I Love My Neighbours et I Am Un Chien… Ces deux groupes français, encore peu connus, sont venus jouer à New York il y a quelques jours. Un pari courageux pour ces deux groupes à la recherche d’expériences et de perfectionnement, dont la musique, rock pour les premiers, électro pour les seconds, est un véritable diamant brut. A découvrir sans plus attendre…

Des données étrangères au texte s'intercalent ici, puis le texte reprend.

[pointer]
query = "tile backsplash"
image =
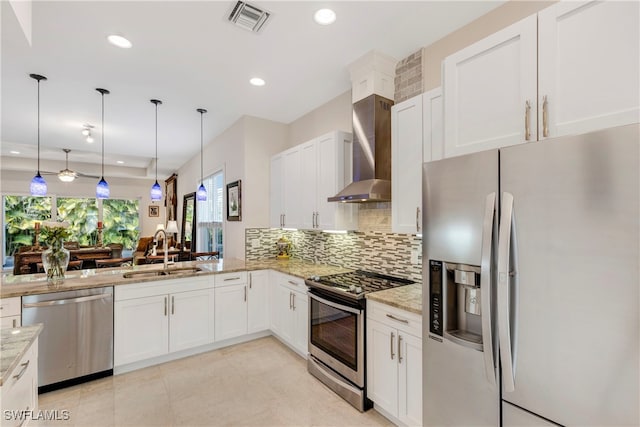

Pouvez-vous vous présenter ?
Jérémy (I LOVE MY NEIGHBOURS) : Nous sommes le groupe I Love My Neighbours, avec William à la batterie, moi au chant et à la guitare, et une petite nouveauté pour notre concert New Yorkais : l’absence de notre bassiste Alexis qui a malheureusement dû rester en France à cause d’un problème de visa. Nous sommes un groupe pop/rock venant de Paris. Nous nous sommes tous rencontrés au lycée pour la plupart et nous avons tous 20 ans…
William (I LOVE MY NEIGHBOURS) : … J’en ai 21.
Doug (I AM UN CHIEN) : Nous sommes le groupe I Am Un Chien, avec moi à la guitare, David au chant et Raphael qui nous accompagne à New York pour remplacer le 3e membre du groupe en train de passer son bac en France. David a 21 ans, Raphael en a 22 et moi 19. Je connais David depuis 3 ans. Avant, nous avions un groupe de rock et nous avons créé I Am Un Chien il y a un peu plus d’un an.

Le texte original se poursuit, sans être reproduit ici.